UPDATE #2: BEU adds: “We will have 11 engines, 3 hand crews, a CAL FIRE Firehawk Helicopter, representatives from CAL FIRE, CAL TRANS, Monterey County Sheriff’s, Office of Emergency Services, Big Sur Fire Department, USFS, Monterey County Regional Fire Protection, and CHP”
UPDATE: BEU says planned acreage is 90 acres. If there are wind gusts of 29 as predicted it will be postponed.
No acreage is given, so I will follow up with that and find out.
Of course, the winds are expected to be gusting up to 29 mph on Tuesday, so will have to check on that and see if it will be postponed. Stay tuned.
6 thoughts on “Prescribed burn at Andrew Molera on Tues. or Wed.”
excuse me ? I thought we covered this ?
I support the entire concept of restoring our area to a balanced fire ecology with ‘frequent low-intensity fires’ however the likelihood of ANY fire being simply LOW-intensity with fuel moisture levels in the single digits is approaching impossible. the smoke-column from the Cienega fire recently tells the story, though bless them that one was successful.
remember the Rat Creek fire in 1986 ? October…. and HIGH-intensity because of seasonal low-fuel moisture.
‘those who refuse to learn from history will be condemned to repeat it’
are these people arsonists or what ?
what the F ?? !
Almost unbelievable. WTAF?!
May this prescribed burn be cancelled. This is not the season nor condition for it.
Where do you get your weather info from? Gusts are only at 12 mph on old coast road sensors. NOAA does not predict around 30mph, so please source your information instead of making claims that have zero evidence. This is a restoration burn and will be low intensity, which is much better than having a large scale wildfire.

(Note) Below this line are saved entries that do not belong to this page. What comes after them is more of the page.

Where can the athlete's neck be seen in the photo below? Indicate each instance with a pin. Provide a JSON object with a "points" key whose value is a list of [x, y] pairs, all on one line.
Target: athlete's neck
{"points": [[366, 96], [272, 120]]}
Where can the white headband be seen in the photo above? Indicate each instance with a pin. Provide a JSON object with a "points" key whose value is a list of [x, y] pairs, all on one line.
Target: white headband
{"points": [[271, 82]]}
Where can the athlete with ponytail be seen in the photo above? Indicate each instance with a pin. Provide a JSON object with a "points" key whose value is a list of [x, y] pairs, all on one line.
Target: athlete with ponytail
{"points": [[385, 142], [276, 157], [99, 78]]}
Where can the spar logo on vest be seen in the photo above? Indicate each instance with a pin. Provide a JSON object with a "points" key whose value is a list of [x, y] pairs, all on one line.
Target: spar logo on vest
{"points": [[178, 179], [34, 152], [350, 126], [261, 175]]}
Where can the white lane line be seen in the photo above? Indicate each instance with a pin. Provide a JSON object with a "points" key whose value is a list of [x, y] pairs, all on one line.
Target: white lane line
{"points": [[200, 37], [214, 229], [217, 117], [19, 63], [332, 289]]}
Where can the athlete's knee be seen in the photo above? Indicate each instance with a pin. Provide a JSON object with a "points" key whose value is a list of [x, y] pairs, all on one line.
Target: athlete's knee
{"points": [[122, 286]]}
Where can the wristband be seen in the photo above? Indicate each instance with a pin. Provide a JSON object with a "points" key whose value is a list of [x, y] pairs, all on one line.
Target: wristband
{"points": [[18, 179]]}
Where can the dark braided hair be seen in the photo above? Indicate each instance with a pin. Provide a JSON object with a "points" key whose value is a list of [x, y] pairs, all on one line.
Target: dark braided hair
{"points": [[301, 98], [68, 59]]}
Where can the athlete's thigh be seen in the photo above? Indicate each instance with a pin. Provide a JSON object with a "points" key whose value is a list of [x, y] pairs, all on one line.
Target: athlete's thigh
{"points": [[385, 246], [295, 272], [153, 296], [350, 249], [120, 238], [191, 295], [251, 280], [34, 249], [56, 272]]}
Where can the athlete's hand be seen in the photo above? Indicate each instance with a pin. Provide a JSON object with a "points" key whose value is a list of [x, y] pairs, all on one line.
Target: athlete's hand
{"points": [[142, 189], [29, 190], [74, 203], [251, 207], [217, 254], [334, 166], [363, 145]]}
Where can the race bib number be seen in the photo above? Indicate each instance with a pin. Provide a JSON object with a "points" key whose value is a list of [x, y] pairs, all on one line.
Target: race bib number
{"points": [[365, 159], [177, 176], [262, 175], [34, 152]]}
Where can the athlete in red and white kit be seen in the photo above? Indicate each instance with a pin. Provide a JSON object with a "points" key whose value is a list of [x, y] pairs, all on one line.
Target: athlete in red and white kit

For information: The Rat Creek fire was a lightning strike on Dolan Ridge on July 6, 1985. Most of the burn initially was low intensity. What caused it to grow was high winds that increased at dusk. Fuel moisture was normal for that time of year. There were lightning strikes all along the central coast on that day, so few resources were available as they were directed to locations where their were more homes.
I do not understand (or agree with) the agency’s thinking for a prescribed burn at this time. I also do not know all of the factors that they are considering. I do believe we need to find a way to allow for well thought, well timed prescribed burns with adequate resources. As we humans are the new arrivals, I’m very well aware that I chose to build a house and live in a location that evolved to burn— and will burn. There are multitude of factors in learning how to live here in a sustainable manner that respects all ecosystems, plant communities, and the multitude of beings that live along with us.
I’ve been asking this question — how do we live well in the Big Sur — for for a short 4 1/2 decades. The more I learn, the more I see a little I know. Humbly offered as an open inquiry…
I got my info from a hand glider/fire fighter friend who uses the app Windy. As it turns out, the winds were very calm at the
Site of the prescribed burn and it went very well.